Recent advancements in Multimodal Large Language Models (MLLMs) have enabled their deployment on mobile devices. However, challenges persist in maintaining strong language capabilities and ensuring hardware compatibility, both of which are crucial for user experience and practical deployment efficiency. In our deployment process, we observe that existing MLLMs often face performance degradation on pure language tasks, and the current NPU platforms on smartphones do not support the MoE architecture, which is commonly used to preserve pure language capabilities during multimodal training. To address these issues, we systematically analyze methods to maintain pure language capabilities during the training of MLLMs, focusing on both training data and model architecture aspects. Based on these analyses, we propose GenieBlue, an efficient MLLM structural design that integrates both linguistic and multimodal capabilities for LLMs on mobile devices. GenieBlue freezes the original LLM parameters during MLLM training to maintain pure language capabilities.
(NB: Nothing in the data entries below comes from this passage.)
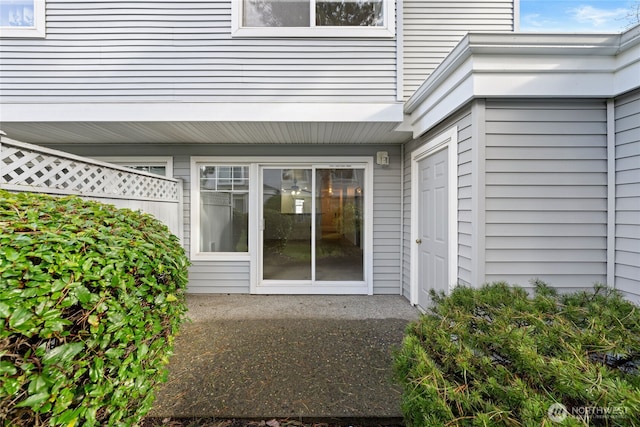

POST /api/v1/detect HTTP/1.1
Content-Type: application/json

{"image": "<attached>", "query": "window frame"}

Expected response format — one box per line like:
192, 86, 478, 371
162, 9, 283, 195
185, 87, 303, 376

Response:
189, 160, 257, 261
231, 0, 396, 38
0, 0, 47, 38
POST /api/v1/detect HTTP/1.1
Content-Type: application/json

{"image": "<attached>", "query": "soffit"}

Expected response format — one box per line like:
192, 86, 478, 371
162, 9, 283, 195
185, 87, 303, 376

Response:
0, 121, 411, 144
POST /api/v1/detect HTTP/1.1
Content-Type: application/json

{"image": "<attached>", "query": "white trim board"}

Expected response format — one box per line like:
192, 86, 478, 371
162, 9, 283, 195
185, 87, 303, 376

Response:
410, 126, 458, 305
0, 102, 404, 123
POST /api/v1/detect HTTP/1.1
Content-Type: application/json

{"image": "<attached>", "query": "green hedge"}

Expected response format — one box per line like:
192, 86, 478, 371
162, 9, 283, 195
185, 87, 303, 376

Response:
395, 282, 640, 427
0, 191, 188, 427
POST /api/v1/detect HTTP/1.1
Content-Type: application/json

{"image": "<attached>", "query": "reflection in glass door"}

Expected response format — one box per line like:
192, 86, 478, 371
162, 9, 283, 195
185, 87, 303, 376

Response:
262, 167, 364, 284
262, 169, 313, 280
315, 169, 364, 281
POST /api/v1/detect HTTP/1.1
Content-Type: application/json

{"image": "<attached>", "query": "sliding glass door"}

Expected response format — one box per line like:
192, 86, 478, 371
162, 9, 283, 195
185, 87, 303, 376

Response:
260, 166, 365, 286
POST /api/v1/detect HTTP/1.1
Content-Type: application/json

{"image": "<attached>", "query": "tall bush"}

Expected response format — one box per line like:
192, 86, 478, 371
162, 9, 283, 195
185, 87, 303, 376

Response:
0, 191, 188, 426
395, 283, 640, 427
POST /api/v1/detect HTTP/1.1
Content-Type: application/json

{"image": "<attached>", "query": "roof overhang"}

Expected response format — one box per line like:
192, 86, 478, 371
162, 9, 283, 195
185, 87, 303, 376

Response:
0, 102, 411, 144
399, 26, 640, 137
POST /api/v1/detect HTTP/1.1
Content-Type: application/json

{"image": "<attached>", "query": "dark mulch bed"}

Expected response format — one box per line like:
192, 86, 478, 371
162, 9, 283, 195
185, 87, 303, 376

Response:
141, 418, 403, 427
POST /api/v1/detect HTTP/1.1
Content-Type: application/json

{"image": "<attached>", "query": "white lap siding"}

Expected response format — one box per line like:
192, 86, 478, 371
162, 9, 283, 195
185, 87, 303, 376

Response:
484, 100, 607, 289
0, 0, 397, 103
615, 90, 640, 302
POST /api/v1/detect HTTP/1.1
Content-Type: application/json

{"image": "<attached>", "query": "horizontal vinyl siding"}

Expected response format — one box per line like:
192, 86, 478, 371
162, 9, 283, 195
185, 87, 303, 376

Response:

It acquires multimodal capabilities by duplicating specific transformer blocks for full fine-tuning and integrating lightweight LoRA modules. This approach preserves language capabilities while achieving comparable multimodal performance through extensive training. Deployed on smartphone NPUs, GenieBlue demonstrates efficiency and practicality for applications on mobile devices.